After hooking up the entire system, Albert checked the flow values with the flow meter and everything was right at design.  The Q was so easy to use, he was able to do his own commissioning.  The commissioning went really well, and Albert didn’t have to make any significant changes.   There was plenty of flow in all locations and registered very near the design flows. Because we used the Q series, the system self-balances and could input the design flows into the Q, so Albert was able to his flow values automatically from the Q.  It was very easy to achieve the design even with this unusual distribution design but Albert that it would have been almost impossible to commission the system without a Q because the exhaust is going up the chimney and that would be  a very hard area to read the flow. Albert was able to hook up the whole system (by himself) and commission it in four days. 

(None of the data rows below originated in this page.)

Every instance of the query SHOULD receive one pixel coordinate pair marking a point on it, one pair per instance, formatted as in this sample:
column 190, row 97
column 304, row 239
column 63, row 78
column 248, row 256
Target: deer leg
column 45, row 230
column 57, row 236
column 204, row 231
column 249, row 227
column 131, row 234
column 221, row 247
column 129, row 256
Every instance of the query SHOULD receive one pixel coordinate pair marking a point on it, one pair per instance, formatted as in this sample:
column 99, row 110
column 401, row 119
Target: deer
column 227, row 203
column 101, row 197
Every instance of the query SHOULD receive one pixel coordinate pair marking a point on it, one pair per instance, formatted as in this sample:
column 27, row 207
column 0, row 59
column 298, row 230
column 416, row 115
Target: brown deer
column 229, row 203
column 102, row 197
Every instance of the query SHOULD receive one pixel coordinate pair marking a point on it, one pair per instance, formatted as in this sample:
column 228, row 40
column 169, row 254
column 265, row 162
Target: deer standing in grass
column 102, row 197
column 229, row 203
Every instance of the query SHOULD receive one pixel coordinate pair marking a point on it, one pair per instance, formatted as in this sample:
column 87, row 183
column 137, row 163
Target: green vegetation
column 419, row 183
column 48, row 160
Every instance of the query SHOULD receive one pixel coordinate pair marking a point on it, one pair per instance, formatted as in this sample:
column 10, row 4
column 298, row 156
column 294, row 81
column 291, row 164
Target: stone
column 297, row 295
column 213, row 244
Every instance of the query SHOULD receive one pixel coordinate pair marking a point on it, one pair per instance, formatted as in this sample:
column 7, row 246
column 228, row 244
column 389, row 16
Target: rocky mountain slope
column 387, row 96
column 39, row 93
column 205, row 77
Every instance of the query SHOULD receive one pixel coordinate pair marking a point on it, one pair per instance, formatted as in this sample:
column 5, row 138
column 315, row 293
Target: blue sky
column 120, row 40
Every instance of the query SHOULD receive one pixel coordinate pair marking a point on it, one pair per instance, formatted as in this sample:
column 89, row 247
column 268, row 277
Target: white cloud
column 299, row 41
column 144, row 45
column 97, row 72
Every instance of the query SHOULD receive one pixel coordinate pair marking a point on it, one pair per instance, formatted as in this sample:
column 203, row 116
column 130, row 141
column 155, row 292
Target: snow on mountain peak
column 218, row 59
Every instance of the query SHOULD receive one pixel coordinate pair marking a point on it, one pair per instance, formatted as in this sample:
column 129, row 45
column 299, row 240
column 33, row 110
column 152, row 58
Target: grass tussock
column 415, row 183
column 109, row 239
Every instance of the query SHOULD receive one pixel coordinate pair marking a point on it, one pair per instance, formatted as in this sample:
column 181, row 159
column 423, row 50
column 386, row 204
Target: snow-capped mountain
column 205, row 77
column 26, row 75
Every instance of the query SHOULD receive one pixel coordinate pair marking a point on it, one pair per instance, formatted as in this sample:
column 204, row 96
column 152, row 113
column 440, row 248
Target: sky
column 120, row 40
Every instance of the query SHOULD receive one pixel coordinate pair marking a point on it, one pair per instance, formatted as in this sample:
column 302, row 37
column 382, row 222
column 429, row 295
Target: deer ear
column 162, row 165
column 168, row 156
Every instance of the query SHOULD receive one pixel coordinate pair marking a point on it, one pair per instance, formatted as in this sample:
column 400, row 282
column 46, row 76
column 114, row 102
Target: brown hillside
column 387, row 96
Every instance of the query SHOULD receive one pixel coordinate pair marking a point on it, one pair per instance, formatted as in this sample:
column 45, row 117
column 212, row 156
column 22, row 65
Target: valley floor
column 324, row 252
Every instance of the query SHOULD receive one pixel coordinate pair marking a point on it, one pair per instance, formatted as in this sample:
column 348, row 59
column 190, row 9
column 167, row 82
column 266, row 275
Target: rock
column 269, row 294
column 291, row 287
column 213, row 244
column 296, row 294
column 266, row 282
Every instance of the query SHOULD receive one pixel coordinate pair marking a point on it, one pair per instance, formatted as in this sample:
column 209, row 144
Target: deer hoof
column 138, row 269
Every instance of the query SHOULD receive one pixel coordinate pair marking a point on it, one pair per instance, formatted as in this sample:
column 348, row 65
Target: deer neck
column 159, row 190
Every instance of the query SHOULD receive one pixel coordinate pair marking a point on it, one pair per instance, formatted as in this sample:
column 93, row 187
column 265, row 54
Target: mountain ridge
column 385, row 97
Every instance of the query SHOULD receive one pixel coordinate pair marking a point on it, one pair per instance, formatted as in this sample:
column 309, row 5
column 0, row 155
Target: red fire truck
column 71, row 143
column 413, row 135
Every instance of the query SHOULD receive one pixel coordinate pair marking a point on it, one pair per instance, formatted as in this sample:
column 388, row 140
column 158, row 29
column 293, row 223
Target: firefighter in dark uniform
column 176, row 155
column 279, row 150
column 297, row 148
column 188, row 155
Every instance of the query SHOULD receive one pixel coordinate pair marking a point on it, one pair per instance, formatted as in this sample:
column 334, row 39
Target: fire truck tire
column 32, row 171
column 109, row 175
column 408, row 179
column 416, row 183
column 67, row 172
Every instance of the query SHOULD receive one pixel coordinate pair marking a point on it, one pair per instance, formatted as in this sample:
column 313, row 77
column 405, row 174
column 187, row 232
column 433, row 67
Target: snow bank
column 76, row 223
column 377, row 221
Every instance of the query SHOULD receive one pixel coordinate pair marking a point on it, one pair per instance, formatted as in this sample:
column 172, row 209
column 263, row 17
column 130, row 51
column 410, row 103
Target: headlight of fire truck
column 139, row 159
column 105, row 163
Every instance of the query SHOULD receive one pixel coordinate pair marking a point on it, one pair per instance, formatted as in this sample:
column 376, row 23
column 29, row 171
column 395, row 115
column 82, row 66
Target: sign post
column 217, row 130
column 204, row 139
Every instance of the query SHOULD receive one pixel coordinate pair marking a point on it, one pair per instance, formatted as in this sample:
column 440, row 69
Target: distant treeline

Replacing the Gas with an Electric Heat Pump Water Heater

The water heater installed in the house was a gas water heater. Our goal is to remove gas from the building.  We have a new system from ECO2 systems that we wanted to try.  We had a sample so we decided to try it in our house to see how it works.  The new system is a split system like the SANCO2 and uses standard refrigerants.  It is smaller and costs a little bit less than the SANCO2.   Based on testing documents we reviewed, it’s really quite efficient, achieving a COP of up to four.  Also, different than the SANCO2, this unit is a hybrid system, so it uses both heat pump function and electric resistance coil.  The refrigerant uses the electric resistance to help it make heat in lower temperatures. Like the SANCO2, the system tank goes inside and the heat pump goes outside. 

For our trial purposes we have our heat pump inside in the basement right next to the tank.  We diverted the water from the gas water heater and wired up the power supply to the new water heater.  So far it is meeting our domestic hot water needs.  It is a small system with a capacity of 12,000 BTU, which is probably enough for a family of four.  We are using a 50-gallon tank and so far it’s working just fine. Currently we have the heat pump running in hybrid mode, but we will experiment with heat pump only mode (which is more efficient) in the future and see if it can still keep up with our hot water demand.

Implications of Pump Placement and Next Steps

Having the pump in the basement means we will be stealing some of the heat from the house but the rest of the house is pretty disconnected from the basement (where the unit is located) and it is a small capacity compressor – so it’s certainly reasonable.  Where the system is located now it will never see any cold temperatures, so it’s a pretty soft test.  The next step will be to put the compressor unit outside, where we live in the Puget Sound area.  We do get some cold overnight lows, so we’ll get to see more about how it performs in colder weather.  The system is rated to  where we get some cold overnight lows and see how it performs.  It is rated to -25 celsius.  It does have UL and CSA certification already, so we believe it’s suitable for the climate, we just want a chance to test it out in a few applications before we put it out into customer houses. 

Next Steps

With a good start on the mechanicals, our next step will be to focus on increasing airtightness in the home. Currently Albert’s visual assessment shows there is plenty of blown-in cellulose in the attic spaces. However, we suspect there is no insulation in the walls, which will make for a very interesting winter.  We are going to set up a time to have a blower door test done to better understand what the current level of airtightness is and where we need to target our work to increase airtightness.

If we match up with state-of-the- art mechanicals, we can see how to electrify an older building like this at some affordable costs rather than deconstructing the building and reconstructing it with a new building envelope.